Distillate spot prices in the U.S. Northeast have also moved higher than spot prices in northwestern Europe. Typically, distillate prices in Europe are higher than U.S. prices because during times of normal demand, Europe is structurally short of distillate fuel. As of January 28, New York Harbor spot prices were 21 cents/gal above prices in Europe's Amsterdam Rotterdam Antwerp (ARA) hub, after averaging 8 cents/gal under ARA prices for all of 2013. While the United States has experienced colder-than-normal temperatures in January, temperatures in Europe have generally been warmer-than-normal.

This shift in trans-Atlantic pricing has encouraged refiners in Europe, and as far away as India, to export distillate fuel to the United States. When these shipments arrive they could help to temper U.S. prices by adding supply to the Northeast market. Trade press reports that there are up to 6.6 million bbl of distillate fuel coming to the United States, scheduled for delivery in February.

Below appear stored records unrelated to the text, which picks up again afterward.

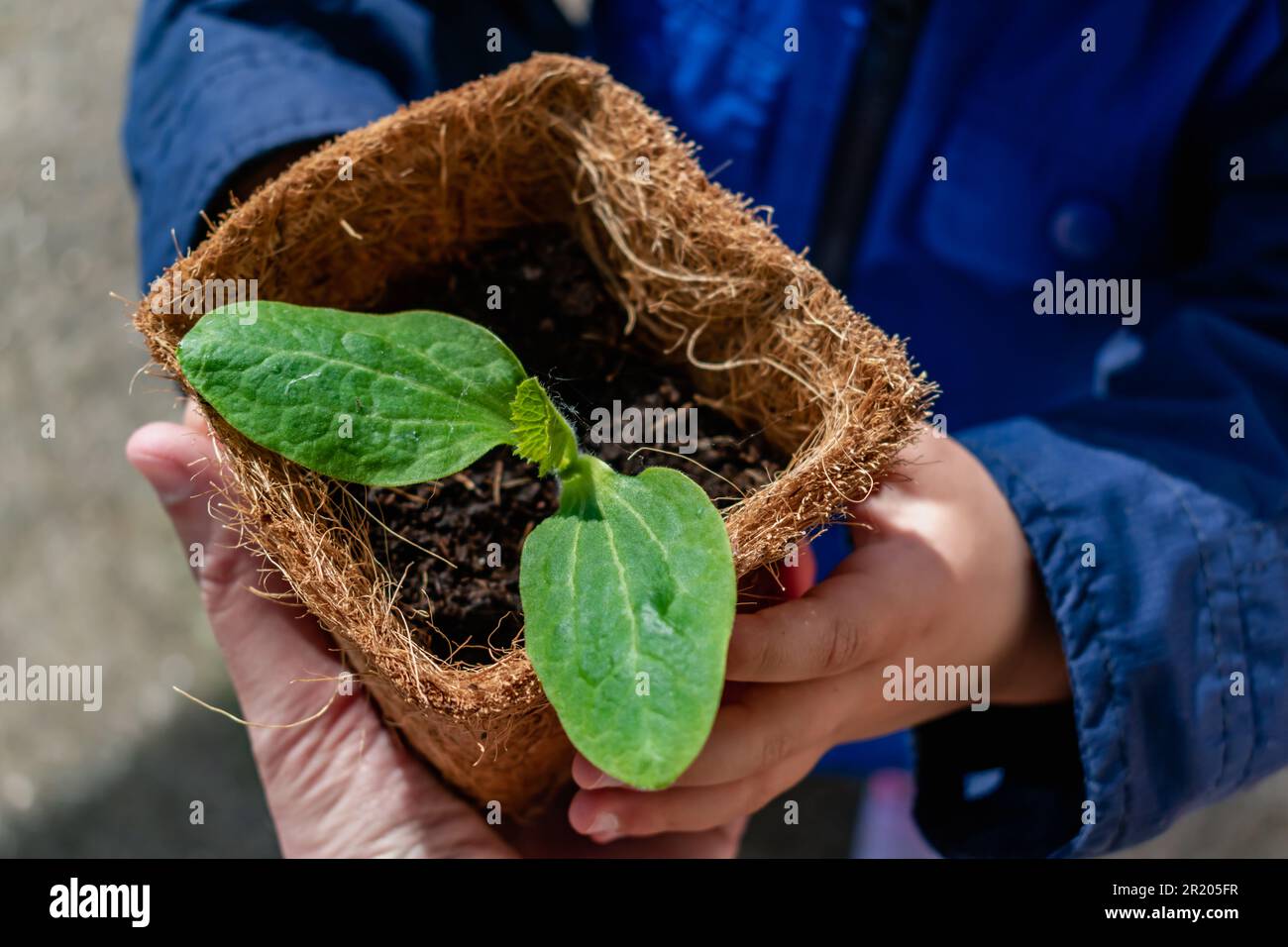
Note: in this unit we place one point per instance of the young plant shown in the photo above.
(627, 590)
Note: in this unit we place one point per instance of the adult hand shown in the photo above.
(940, 574)
(342, 784)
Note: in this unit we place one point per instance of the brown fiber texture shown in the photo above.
(703, 279)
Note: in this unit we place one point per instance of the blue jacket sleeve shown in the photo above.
(218, 82)
(1158, 515)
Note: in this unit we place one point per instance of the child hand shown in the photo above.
(940, 574)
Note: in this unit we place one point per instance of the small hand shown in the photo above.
(940, 574)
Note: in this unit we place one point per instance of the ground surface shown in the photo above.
(91, 574)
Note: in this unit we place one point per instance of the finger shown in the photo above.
(765, 725)
(771, 585)
(613, 813)
(266, 644)
(837, 625)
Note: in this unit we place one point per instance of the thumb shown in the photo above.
(265, 643)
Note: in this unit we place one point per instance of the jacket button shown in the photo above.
(1082, 230)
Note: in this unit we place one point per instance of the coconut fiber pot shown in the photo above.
(702, 281)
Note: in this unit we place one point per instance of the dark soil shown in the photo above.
(567, 331)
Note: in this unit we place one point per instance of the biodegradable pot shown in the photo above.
(703, 282)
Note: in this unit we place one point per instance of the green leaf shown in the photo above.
(540, 434)
(376, 399)
(629, 598)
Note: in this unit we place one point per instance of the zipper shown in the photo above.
(876, 88)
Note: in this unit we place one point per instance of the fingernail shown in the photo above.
(604, 827)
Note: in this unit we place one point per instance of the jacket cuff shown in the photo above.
(1150, 633)
(187, 141)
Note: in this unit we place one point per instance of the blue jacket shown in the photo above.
(1157, 440)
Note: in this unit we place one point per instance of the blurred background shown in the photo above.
(93, 575)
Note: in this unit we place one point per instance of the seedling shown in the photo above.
(627, 590)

Most of these ships are coming from Russia.

Gasoline price flat while diesel fuel price increased
The U.S. average retail price of regular gasoline decreased less than one cent to remain at $3.30 per gallon as of January 27, 2014, six cents lower than last year at this time. Prices increased by two cents in the Midwest to $3.22 per gallon and decreased one cent in all other regions of the nation. The Gulf Coast price was $3.09 per gallon, the Rocky Mountain price fell to $3.13 per gallon, the East Coast price was $3.38 per gallon, and the West Coast price was $3.49 per gallon.

The national average diesel fuel price was up three cents to $3.90 per gallon, two cents lower than last year at this time. Prices increased in all regions of the nation. The largest increase occurred on the East Coast where the price rose five cents to $4.00 per gallon. The Midwest price increased four cents to $3.87 per gallon and the West Coast price was $3.98 per gallon, up one cent from last week. Both the Gulf Coast and Rocky Mountain prices were up a fraction of a penny to remain at $3.77 per gallon and $3.86 per gallon, respectively.

Propane inventories fall
U.S. propane stocks fell by 3.6 million barrels to end at 31.7 million barrels last week, 25.8 million barrels (44.9%) lower than a year ago. Midwest and Gulf Coast inventories both decreased by 1.4 million barrels. East Coast inventories dropped by 0.6 million barrels and Rocky Mountain/West Coast inventories decreased by 0.2 million barrels. Propylene non-fuel-use inventories represented 11.7% of total propane inventories.

Residential propane price surges while heating oil price also increases
Residential heating oil prices increased 12 cents per gallon to reach a price of nearly $4.18 per gallon during the period ending January 27, 2014. This is 13 cents per gallon higher than last year's price at this time. Wholesale heating oil prices increased by more than 18 cents per gallon last week to $3.39 per gallon.

The average residential propane price jumped by $1.05 per gallon last week to $4.01 per gallon, almost $1.72 per gallon higher than the same period last year. This is the largest single weekly increase since the survey began in 1990. Ten states (all located in the Midwest) in the residential propane survey had price increases of 97 cents per gallon or more during the week ending January 27, 2014. Wholesale propane prices increased by $1.43 per gallon to nearly $3.55 per gallon as of January 27, 2014.